WN: What progress have you made since January?
Sarah: The device is being put through a New Product Development Process for medical devices frame work known as “Stage Gate” to make sure that the prototype I designed will be in compliance with the medical device industry requirements. This Stage Gate NPD frame work is a process comprised of well defined stages. Each stage has a specific purpose within the process. The stages we have completed in this last year are:
a) Conceptualization and Prototyping
b) Market segment Feasibility Study
c) IP protection and branding strategy
d) Raw Material Integration Process
e) Manufacturing Integration
f) Biocompatibility Testing in animals
We are now beginning:
g) Clinical Validation through a Phase II Clinical Trials in Humans
h) Commercialization Process split in 3 stages: i) Pre-Launch ii) Launch iii) Post-Launch
We have come a LONG way. We refuse to cut corners and are dedicated to creating a legitimate medical device recognized internationally as a device that has the potential to change the way children are treated in Urology.

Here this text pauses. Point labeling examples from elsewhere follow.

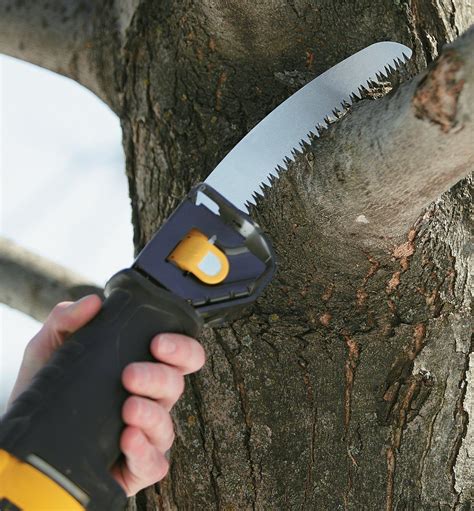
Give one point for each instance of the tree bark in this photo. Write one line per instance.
(347, 385)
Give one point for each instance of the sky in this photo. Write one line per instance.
(63, 190)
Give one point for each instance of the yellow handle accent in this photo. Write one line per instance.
(30, 490)
(196, 254)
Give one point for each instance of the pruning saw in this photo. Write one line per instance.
(60, 438)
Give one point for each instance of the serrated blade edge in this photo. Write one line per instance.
(256, 157)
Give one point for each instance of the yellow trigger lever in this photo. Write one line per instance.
(197, 254)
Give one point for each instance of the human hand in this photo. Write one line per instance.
(155, 388)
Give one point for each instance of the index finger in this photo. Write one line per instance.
(180, 351)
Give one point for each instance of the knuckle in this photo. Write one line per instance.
(57, 312)
(162, 469)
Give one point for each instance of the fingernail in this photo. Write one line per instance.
(166, 346)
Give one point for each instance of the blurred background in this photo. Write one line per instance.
(63, 190)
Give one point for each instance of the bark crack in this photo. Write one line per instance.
(244, 406)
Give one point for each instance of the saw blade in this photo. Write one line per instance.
(260, 154)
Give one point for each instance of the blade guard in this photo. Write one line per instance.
(251, 260)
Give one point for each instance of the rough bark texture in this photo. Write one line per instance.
(346, 386)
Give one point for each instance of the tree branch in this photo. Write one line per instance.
(73, 38)
(371, 173)
(34, 285)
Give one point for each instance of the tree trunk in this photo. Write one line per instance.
(346, 385)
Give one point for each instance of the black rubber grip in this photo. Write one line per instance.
(70, 416)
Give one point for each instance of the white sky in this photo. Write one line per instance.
(63, 191)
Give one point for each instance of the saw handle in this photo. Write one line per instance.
(70, 416)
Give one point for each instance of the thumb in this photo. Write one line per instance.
(64, 319)
(67, 317)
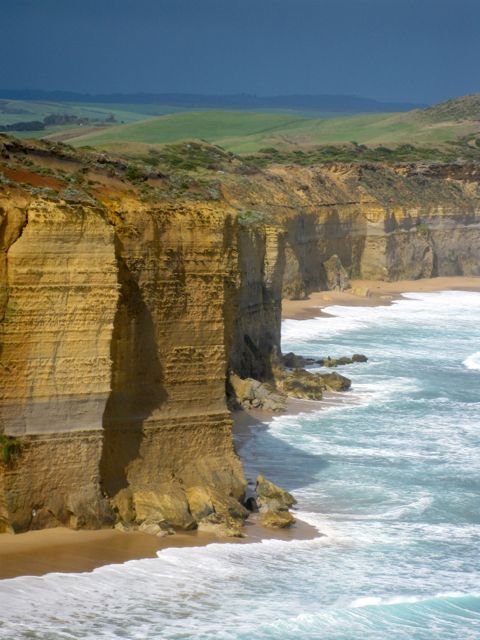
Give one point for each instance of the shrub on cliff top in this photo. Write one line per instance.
(9, 448)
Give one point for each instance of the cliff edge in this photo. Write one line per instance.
(130, 292)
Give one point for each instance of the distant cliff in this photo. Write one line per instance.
(126, 298)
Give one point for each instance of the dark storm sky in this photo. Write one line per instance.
(410, 50)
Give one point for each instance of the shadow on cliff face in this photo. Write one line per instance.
(261, 452)
(253, 305)
(137, 381)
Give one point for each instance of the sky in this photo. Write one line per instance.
(392, 50)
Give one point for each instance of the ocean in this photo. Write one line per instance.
(389, 474)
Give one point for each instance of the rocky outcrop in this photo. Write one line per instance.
(274, 504)
(126, 307)
(336, 274)
(253, 394)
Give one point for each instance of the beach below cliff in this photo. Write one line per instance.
(62, 550)
(372, 293)
(67, 551)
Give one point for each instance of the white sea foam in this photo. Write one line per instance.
(473, 361)
(376, 601)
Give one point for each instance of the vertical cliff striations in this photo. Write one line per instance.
(124, 307)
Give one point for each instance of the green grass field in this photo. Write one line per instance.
(247, 132)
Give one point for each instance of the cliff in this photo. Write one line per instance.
(126, 298)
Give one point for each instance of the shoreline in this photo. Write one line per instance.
(372, 293)
(36, 553)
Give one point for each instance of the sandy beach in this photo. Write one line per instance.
(64, 550)
(364, 293)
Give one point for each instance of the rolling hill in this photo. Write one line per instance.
(247, 132)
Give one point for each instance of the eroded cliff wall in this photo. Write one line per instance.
(122, 315)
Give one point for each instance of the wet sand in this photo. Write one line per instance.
(372, 293)
(64, 550)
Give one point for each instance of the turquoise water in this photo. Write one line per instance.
(391, 477)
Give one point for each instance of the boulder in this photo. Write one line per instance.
(292, 361)
(199, 502)
(226, 506)
(359, 357)
(168, 503)
(90, 510)
(276, 519)
(336, 274)
(222, 526)
(123, 504)
(253, 394)
(336, 382)
(300, 383)
(272, 497)
(125, 527)
(159, 529)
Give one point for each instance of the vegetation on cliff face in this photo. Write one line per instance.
(131, 285)
(10, 448)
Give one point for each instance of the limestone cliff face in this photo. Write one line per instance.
(122, 316)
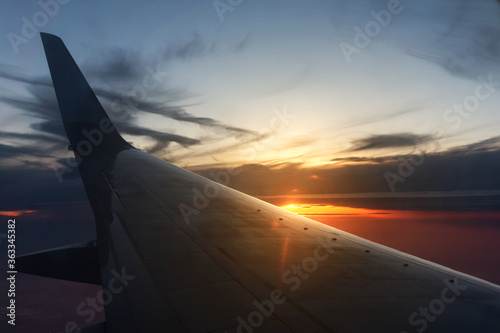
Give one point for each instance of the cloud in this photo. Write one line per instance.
(470, 46)
(114, 76)
(389, 141)
(163, 140)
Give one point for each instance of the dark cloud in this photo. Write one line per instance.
(115, 74)
(32, 137)
(358, 159)
(7, 151)
(470, 46)
(390, 141)
(162, 139)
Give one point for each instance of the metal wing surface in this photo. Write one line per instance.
(181, 253)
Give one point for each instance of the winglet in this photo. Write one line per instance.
(87, 125)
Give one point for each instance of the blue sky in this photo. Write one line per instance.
(260, 82)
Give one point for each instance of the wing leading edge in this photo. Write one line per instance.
(180, 253)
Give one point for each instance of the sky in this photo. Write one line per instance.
(316, 83)
(299, 97)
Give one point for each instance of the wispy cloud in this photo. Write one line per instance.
(389, 141)
(114, 75)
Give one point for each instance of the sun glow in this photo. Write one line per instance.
(320, 209)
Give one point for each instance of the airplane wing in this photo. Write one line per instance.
(181, 253)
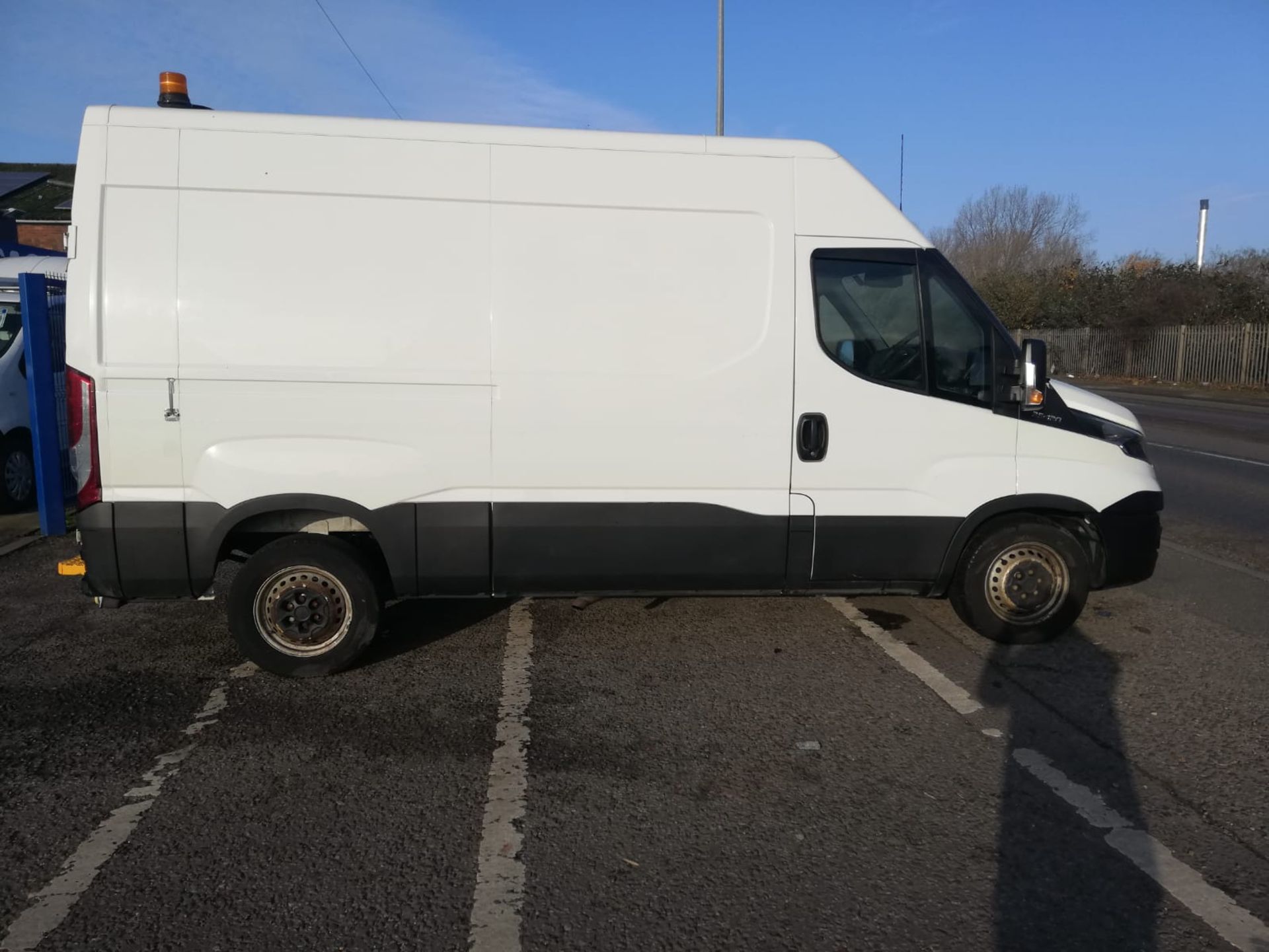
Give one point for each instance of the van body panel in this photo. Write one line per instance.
(136, 326)
(903, 468)
(372, 387)
(1054, 460)
(642, 325)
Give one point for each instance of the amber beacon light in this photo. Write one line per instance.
(174, 92)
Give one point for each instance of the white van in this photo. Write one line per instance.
(564, 363)
(17, 467)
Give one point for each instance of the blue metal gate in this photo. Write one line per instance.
(44, 335)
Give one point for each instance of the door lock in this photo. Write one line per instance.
(172, 415)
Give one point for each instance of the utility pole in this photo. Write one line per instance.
(1202, 229)
(718, 107)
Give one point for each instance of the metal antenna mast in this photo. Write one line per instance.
(718, 107)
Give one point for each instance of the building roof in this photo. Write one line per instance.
(36, 190)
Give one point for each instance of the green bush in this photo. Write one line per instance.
(1135, 292)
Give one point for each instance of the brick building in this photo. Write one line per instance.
(36, 202)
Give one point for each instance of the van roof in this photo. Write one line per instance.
(451, 132)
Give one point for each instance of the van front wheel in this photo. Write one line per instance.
(1022, 582)
(303, 606)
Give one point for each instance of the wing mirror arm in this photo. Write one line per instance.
(1032, 375)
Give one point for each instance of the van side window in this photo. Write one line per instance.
(870, 318)
(960, 343)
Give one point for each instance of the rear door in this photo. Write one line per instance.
(141, 460)
(896, 429)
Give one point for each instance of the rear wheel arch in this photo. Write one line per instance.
(1069, 513)
(386, 535)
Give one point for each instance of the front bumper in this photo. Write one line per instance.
(1130, 532)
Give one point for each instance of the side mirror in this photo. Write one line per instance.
(1033, 374)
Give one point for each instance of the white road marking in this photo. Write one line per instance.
(495, 923)
(1205, 453)
(1234, 923)
(956, 696)
(1212, 560)
(54, 903)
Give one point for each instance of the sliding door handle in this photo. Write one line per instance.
(812, 437)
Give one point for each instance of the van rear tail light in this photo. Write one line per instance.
(81, 430)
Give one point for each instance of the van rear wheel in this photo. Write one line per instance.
(303, 606)
(17, 473)
(1022, 582)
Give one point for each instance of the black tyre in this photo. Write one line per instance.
(1022, 581)
(305, 606)
(17, 473)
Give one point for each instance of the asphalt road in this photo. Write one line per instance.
(720, 774)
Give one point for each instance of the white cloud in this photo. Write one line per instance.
(430, 66)
(278, 56)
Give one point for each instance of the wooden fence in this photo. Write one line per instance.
(1217, 354)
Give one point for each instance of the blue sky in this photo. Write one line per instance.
(1136, 108)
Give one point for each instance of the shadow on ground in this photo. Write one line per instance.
(414, 623)
(1059, 884)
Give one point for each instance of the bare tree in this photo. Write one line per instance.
(1012, 230)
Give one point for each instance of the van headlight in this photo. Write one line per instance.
(1127, 440)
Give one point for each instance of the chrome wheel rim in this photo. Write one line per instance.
(302, 611)
(19, 474)
(1027, 583)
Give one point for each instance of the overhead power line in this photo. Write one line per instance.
(353, 54)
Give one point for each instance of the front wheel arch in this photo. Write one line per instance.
(1071, 514)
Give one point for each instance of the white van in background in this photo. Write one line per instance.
(17, 467)
(574, 363)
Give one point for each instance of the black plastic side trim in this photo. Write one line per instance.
(1131, 532)
(95, 527)
(150, 546)
(598, 546)
(453, 548)
(1143, 501)
(1024, 502)
(852, 549)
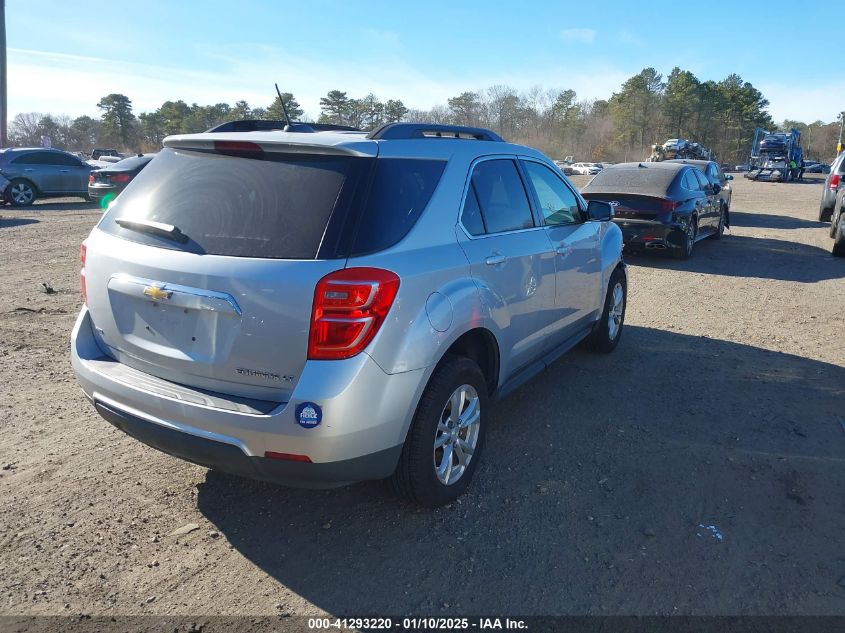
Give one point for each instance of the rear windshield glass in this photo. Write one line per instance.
(646, 180)
(276, 207)
(400, 190)
(133, 162)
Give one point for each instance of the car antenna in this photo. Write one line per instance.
(284, 107)
(291, 127)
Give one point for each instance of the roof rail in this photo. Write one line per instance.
(396, 131)
(266, 125)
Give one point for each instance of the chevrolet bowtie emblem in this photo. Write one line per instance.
(157, 294)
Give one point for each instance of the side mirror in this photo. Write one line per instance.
(598, 210)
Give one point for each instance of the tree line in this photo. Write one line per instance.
(648, 108)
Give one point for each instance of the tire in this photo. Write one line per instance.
(21, 193)
(608, 330)
(720, 231)
(838, 249)
(423, 464)
(825, 213)
(834, 222)
(685, 252)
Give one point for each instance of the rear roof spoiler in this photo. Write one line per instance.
(397, 131)
(267, 125)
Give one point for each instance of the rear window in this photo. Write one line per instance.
(275, 207)
(644, 180)
(133, 162)
(400, 190)
(280, 206)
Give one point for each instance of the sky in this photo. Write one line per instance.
(63, 56)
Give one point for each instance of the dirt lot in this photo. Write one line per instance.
(697, 470)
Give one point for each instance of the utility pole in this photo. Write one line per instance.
(4, 113)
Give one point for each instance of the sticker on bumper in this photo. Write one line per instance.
(309, 415)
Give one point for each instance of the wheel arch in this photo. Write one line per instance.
(479, 345)
(28, 181)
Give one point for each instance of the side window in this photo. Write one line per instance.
(500, 197)
(66, 160)
(29, 159)
(557, 202)
(471, 215)
(702, 179)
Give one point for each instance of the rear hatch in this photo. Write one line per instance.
(638, 207)
(640, 192)
(203, 270)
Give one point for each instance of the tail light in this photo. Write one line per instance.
(350, 306)
(83, 253)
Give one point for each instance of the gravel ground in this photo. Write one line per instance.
(697, 470)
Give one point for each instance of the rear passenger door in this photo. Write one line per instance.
(576, 245)
(708, 217)
(37, 167)
(511, 260)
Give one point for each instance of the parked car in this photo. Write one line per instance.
(716, 176)
(235, 315)
(565, 167)
(837, 225)
(834, 182)
(4, 184)
(665, 206)
(110, 181)
(37, 172)
(585, 169)
(99, 152)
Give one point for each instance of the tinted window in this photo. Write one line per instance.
(36, 158)
(557, 202)
(501, 196)
(276, 207)
(66, 160)
(133, 162)
(400, 190)
(471, 215)
(689, 181)
(702, 179)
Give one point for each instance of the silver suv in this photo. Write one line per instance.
(316, 308)
(35, 172)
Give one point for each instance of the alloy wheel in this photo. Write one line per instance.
(617, 311)
(22, 193)
(456, 437)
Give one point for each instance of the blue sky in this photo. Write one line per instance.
(64, 55)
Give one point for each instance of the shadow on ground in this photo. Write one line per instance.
(598, 477)
(50, 205)
(761, 257)
(6, 223)
(770, 221)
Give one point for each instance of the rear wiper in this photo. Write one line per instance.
(159, 229)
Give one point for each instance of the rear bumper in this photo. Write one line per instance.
(231, 459)
(647, 234)
(365, 417)
(98, 192)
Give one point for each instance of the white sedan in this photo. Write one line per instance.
(586, 169)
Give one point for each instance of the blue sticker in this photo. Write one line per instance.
(309, 415)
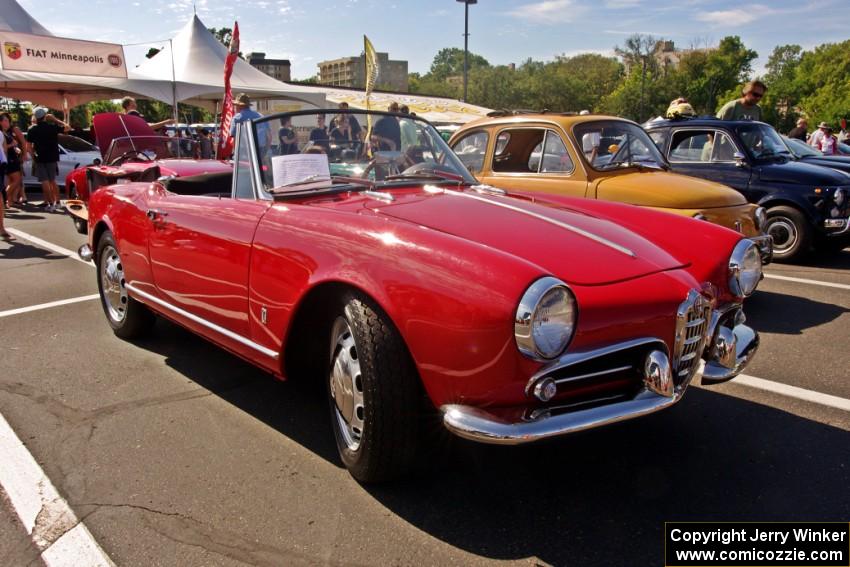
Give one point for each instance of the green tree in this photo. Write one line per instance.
(823, 80)
(780, 100)
(449, 62)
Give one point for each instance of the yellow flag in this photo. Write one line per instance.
(371, 59)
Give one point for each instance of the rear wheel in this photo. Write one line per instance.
(128, 318)
(374, 392)
(791, 233)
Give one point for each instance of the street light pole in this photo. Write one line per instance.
(466, 4)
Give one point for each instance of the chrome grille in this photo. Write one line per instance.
(691, 326)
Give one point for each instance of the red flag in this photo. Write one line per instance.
(225, 147)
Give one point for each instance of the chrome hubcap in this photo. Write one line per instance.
(784, 233)
(115, 296)
(346, 385)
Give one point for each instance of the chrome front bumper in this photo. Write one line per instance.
(730, 348)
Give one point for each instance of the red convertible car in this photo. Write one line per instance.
(413, 292)
(132, 151)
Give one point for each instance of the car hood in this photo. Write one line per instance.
(188, 167)
(667, 190)
(110, 125)
(835, 162)
(801, 173)
(576, 247)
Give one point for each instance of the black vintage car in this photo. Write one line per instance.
(807, 205)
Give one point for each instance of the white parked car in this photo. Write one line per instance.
(73, 153)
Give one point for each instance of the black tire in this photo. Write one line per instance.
(791, 232)
(128, 318)
(81, 225)
(385, 396)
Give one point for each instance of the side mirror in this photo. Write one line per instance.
(739, 159)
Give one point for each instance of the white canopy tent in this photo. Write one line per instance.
(14, 18)
(58, 90)
(194, 61)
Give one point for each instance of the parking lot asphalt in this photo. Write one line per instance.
(175, 452)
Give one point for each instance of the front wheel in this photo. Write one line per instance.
(81, 226)
(374, 392)
(128, 318)
(791, 232)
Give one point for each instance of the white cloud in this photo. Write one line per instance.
(736, 17)
(548, 12)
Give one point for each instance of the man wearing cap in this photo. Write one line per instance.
(746, 107)
(242, 106)
(818, 135)
(43, 138)
(801, 131)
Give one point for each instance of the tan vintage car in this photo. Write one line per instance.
(598, 157)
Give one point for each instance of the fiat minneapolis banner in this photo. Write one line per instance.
(45, 54)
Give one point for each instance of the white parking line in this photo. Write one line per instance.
(803, 280)
(793, 392)
(61, 538)
(48, 245)
(19, 310)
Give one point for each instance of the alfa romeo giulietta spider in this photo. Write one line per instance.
(413, 292)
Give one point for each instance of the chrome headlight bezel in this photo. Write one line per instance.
(528, 313)
(760, 218)
(745, 268)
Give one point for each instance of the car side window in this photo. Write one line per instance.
(724, 148)
(520, 150)
(556, 158)
(659, 137)
(692, 145)
(471, 149)
(242, 177)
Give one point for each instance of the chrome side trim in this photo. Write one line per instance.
(146, 297)
(593, 374)
(572, 358)
(385, 197)
(565, 226)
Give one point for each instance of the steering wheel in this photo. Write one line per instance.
(127, 155)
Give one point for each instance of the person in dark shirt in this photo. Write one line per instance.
(43, 137)
(286, 137)
(388, 131)
(800, 131)
(319, 134)
(128, 103)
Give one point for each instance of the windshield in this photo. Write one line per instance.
(376, 147)
(149, 148)
(609, 144)
(762, 142)
(800, 148)
(74, 144)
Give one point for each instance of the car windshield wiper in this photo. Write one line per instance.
(427, 174)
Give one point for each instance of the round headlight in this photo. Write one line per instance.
(761, 218)
(744, 268)
(545, 319)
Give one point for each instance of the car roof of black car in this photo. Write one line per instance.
(699, 121)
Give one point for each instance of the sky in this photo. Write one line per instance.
(503, 31)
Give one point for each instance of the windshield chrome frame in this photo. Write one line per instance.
(469, 179)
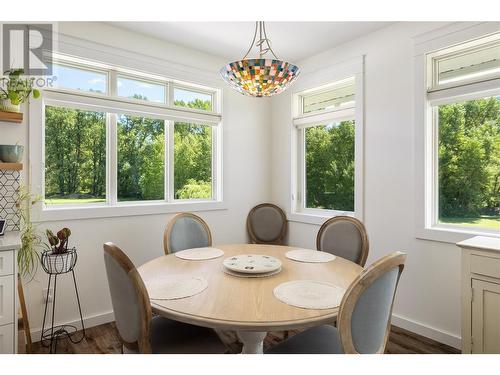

WN: We know the Amber Grant funds will go towards clinical trials. How long do you anticipate that period taking?
Sarah: There are lots of variables to the length of time it can take. We expect anywhere between 1-2 years if we continue to stay on track and move forward the way we have been. Again, we are extremely dedicated to doing exactly what it takes to make the device safe and effective for kids. It’s a process, but a process we are very careful to complete well.
WN: How do you plan to monetize your device?
Sarah: We are in conversations with several straight catheters manufactures to execute a strategic alliance where we can speed up the market penetration process. My goal is to get the LECS to market as quickly as possible so that it can start helping kids the way it has helped my son.
WN: How is Levi?
Sarah: He is doing well. He will always have physical battles, but what matters most is that he’s mentally tough. He can’t control his body, but we teach him that he is able to control his mind and his attitude towards his condition. Let me tell you, Spina Bifida does not slow him down often. He lives with an incredible amount of pain a lot of the time, but you may never know it. He fights hard to turn his pain into power. He desperately wants to be just like any other 5 year old boy. He’s my hero.
WN: Is there anything else you’d like to add?
Sarah: What I’ve accomplished could not have been possible without the incredible talent and genius of the team of people that I work with. They are incredibly gifted and have a heart for the mission of this project. They have an intense focus on giving back and making a difference on this planet with the talents they’ve been given and knowledge they’ve acquired from successfully taking other devices to market. People frequently comment on what I’ve done in inventing the LECS (Levi External Catheter Stabilizer), but I will whole heartedly admit that the main thing I focused on was surrounding myself with people that are far better than me. I’ve worked very hard to become what I’ve had to become to lead a project like this, but I’m grateful for a team that makes me look as good as they do. The entire Levity team deserves an enormous amount of credit for what has been accomplished. As a team, we will complete this mission and give hope to those who suffer as Levi did.